Backed by several conservative groups, Harvey wants to shake up a Senate that has been criticized for blocking Gov. Sam Brownback’s agenda.
He criticized the Senate for playing games with taxes and redistricting. He thinks the impasse that led the courts to draw new election districts is a signal that the Senate is out of step with the electorate.
“At the end of the day, that just showed the arrogance of the people in the Senate,” Harvey said of the redistricting dispute. “They believed that they should be able to dictate what they wanted without a lot of working together.”
Wolf, a state representative from Prairie Village, said the state doesn’t need a Senate that will roll over to the whims of a conservative-leaning House.
“I believe you need a balanced Legislature,” Wolf said. “We already have a very conservative House. If we move the Senate to (being) as conservative as the House is now, I don’t think that’s good for Kansas.”
Wolf and Harvey are running in the Republican primary to replace Sen. Terrie Huntington, a moderate Republican who along with seven other senators had been targeted for defeat this year by the conservative Kansas Chamber of Commerce.
The winner will face Democrat Kyle Russell in the fall.
The chamber’s political action committee has given its support to Harvey, who ran unsuccessfully against Huntington two years ago. Harvey also has the support of other conservative groups, including Kansans for Life and the Kansas Republican Assembly.
Wolf, meanwhile, claims support from more moderate groups such as the Kansas National Education Association, Kansas Families United for Public Education and Educating All Children in Kansas.
Both candidates are generally supportive of Gov. Sam Brownback’s proposal for overhauling school finance, which would give school districts the unlimited ability to raise property taxes.
They differ on other issues, however.
Wolf opposes giving the governor the ability to select appeals court judges. Harvey thinks the state needs to move to a system like the federal government, where the governor nominates judges who are confirmed by Senate.
Harvey supports allowing people with licensed concealed-carry permits to carry their firearms into public buildings. Wolf has opposed the legislation.
On taxes, Wolf voted against the massive tax-cuts that the Legislature approved this year but are forecast to leave the state with gaping holes in its budget in the future.
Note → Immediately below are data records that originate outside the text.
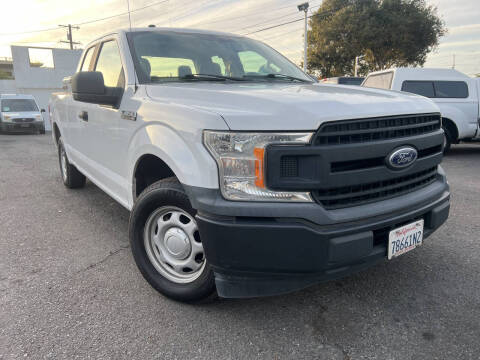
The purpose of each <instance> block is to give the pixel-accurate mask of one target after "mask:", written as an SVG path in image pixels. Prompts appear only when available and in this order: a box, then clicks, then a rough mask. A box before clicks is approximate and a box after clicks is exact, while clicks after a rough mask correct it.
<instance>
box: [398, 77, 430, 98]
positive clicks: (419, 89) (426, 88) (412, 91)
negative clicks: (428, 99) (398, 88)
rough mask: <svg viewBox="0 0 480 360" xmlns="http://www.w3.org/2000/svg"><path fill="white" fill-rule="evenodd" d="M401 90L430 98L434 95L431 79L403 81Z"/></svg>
mask: <svg viewBox="0 0 480 360" xmlns="http://www.w3.org/2000/svg"><path fill="white" fill-rule="evenodd" d="M402 91H406V92H411V93H413V94H417V95H422V96H426V97H430V98H433V97H435V91H434V89H433V82H432V81H404V82H403V84H402Z"/></svg>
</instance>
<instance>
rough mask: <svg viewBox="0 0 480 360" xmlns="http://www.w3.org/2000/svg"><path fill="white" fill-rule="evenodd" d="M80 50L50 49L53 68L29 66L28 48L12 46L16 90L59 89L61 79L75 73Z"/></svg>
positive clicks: (60, 81)
mask: <svg viewBox="0 0 480 360" xmlns="http://www.w3.org/2000/svg"><path fill="white" fill-rule="evenodd" d="M81 53H82V50H68V49H52V54H53V63H54V65H55V67H54V68H52V69H49V68H40V67H32V66H30V58H29V56H28V47H25V46H12V58H13V73H14V76H15V81H16V83H17V88H25V89H61V88H62V79H63V78H64V77H66V76H71V75H73V74H74V73H75V70H76V68H77V64H78V60H79V59H80V55H81Z"/></svg>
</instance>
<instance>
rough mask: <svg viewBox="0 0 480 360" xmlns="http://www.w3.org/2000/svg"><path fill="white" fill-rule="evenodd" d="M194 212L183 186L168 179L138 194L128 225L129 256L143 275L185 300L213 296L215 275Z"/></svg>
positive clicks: (158, 287) (155, 288) (167, 294)
mask: <svg viewBox="0 0 480 360" xmlns="http://www.w3.org/2000/svg"><path fill="white" fill-rule="evenodd" d="M195 214H196V210H194V209H193V208H192V206H191V204H190V201H189V199H188V197H187V195H186V194H185V191H184V189H183V187H182V185H181V184H180V183H179V182H178V180H177V179H176V178H174V177H172V178H167V179H164V180H160V181H158V182H156V183H154V184H152V185H150V186H149V187H148V188H147V189H145V190H144V191H143V192H142V194H141V195H140V196H139V198H138V199H137V201H136V203H135V206H134V207H133V209H132V212H131V214H130V223H129V236H130V245H131V249H132V254H133V258H134V259H135V262H136V264H137V266H138V268H139V270H140V272H141V273H142V275H143V277H144V278H145V279H146V280H147V281H148V283H149V284H150V285H151V286H152V287H153V288H154V289H156V290H157V291H158V292H160V293H162V294H163V295H165V296H167V297H169V298H171V299H174V300H178V301H182V302H187V303H198V302H208V301H211V300H213V299H215V298H216V289H215V279H214V275H213V271H212V270H211V268H210V266H209V264H208V262H207V261H206V259H205V255H204V253H202V252H203V246H202V245H201V239H200V236H199V233H198V228H196V221H195ZM178 229H180V231H179V230H178ZM169 234H176V235H178V236H175V235H174V236H170V235H169ZM171 239H173V240H171ZM178 239H182V240H181V241H180V243H181V245H180V246H177V247H176V248H175V251H177V253H174V252H173V251H172V249H170V248H169V246H170V247H172V245H171V244H172V242H173V243H175V242H176V241H177V240H178ZM177 245H178V242H177ZM173 247H174V246H173ZM197 258H198V259H197ZM194 262H195V263H194ZM192 263H193V266H191V265H188V266H191V269H190V268H189V267H183V269H182V266H186V265H183V264H192ZM185 269H186V270H185ZM188 269H190V270H192V271H191V272H188Z"/></svg>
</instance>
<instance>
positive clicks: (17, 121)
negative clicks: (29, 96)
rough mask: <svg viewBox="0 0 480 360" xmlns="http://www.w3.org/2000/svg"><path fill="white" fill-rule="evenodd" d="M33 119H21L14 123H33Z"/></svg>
mask: <svg viewBox="0 0 480 360" xmlns="http://www.w3.org/2000/svg"><path fill="white" fill-rule="evenodd" d="M33 120H34V119H33V118H21V119H13V122H16V123H26V122H27V123H28V122H33Z"/></svg>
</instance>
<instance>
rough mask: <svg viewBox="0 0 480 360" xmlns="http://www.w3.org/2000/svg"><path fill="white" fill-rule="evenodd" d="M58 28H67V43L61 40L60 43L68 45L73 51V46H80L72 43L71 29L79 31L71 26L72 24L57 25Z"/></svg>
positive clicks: (78, 27) (72, 42) (70, 48)
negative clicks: (72, 28)
mask: <svg viewBox="0 0 480 360" xmlns="http://www.w3.org/2000/svg"><path fill="white" fill-rule="evenodd" d="M58 26H60V27H64V28H68V32H67V40H68V41H63V40H61V41H60V42H63V43H67V44H70V50H73V45H78V44H80V43H79V42H75V41H73V37H72V28H73V29H77V30H78V29H80V28H79V27H78V26H74V25H72V24H68V25H58Z"/></svg>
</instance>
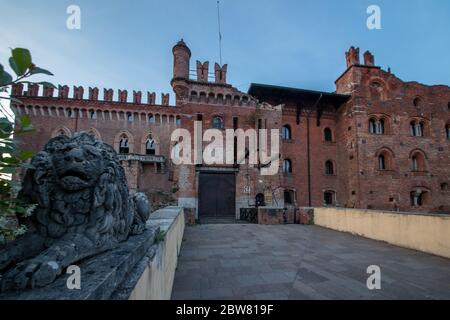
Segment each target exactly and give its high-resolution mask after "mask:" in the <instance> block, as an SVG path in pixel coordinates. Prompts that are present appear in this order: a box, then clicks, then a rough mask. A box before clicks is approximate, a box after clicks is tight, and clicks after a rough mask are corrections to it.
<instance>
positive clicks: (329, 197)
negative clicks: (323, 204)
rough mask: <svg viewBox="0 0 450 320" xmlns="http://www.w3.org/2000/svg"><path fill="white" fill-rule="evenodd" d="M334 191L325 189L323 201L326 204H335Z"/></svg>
mask: <svg viewBox="0 0 450 320" xmlns="http://www.w3.org/2000/svg"><path fill="white" fill-rule="evenodd" d="M334 194H335V193H334V191H325V192H324V193H323V203H324V205H325V206H331V205H333V204H334V198H335V196H334Z"/></svg>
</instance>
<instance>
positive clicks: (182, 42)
mask: <svg viewBox="0 0 450 320" xmlns="http://www.w3.org/2000/svg"><path fill="white" fill-rule="evenodd" d="M172 52H173V79H174V80H175V79H178V78H180V79H185V80H188V79H189V61H190V59H191V50H189V48H188V46H187V45H186V43H184V41H183V39H181V40H180V41H178V43H177V44H176V45H175V46H174V47H173V49H172Z"/></svg>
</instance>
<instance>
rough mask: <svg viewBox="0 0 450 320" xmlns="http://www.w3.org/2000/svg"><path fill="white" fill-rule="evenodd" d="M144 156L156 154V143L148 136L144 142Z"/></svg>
mask: <svg viewBox="0 0 450 320" xmlns="http://www.w3.org/2000/svg"><path fill="white" fill-rule="evenodd" d="M145 154H147V155H155V154H156V143H155V140H154V139H153V138H152V136H149V137H148V139H147V141H146V142H145Z"/></svg>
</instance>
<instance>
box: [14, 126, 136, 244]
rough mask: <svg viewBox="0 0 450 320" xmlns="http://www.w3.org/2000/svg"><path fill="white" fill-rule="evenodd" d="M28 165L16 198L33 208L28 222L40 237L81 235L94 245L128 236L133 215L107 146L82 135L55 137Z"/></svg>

Harvey said he would have opposed that bill, too, blaming the Senate for playing games by making it so costly that few thought it would pass.
Wolf did vote for a much less costly tax plan in March that would have cut state income taxes incrementally and eliminated the sales tax on food. The bill Wolf supported also would have kept the deductions in place for home mortgage interest and charitable contributions.
Harvey, who wants to eliminate the income tax, said he would have supported the plan that Brownback originally presented. Brownback’s plan originally proposed steeper income tax cuts than the bill Wolf supported. But Brownback would have partly paid for those cuts by eliminating deductions for home mortgage interest and charitable contributions as well as keeping a temporary sales tax increase in place.
Harvey said the governor’s original plan to cut income taxes would have more than offset what homeowners might have lost with the home mortgage deduction.
Wolf said she supports tax cuts that are “reasonable” that the state can afford, but she said it’s not responsible to pass tax cuts that leave big holes in the state budget.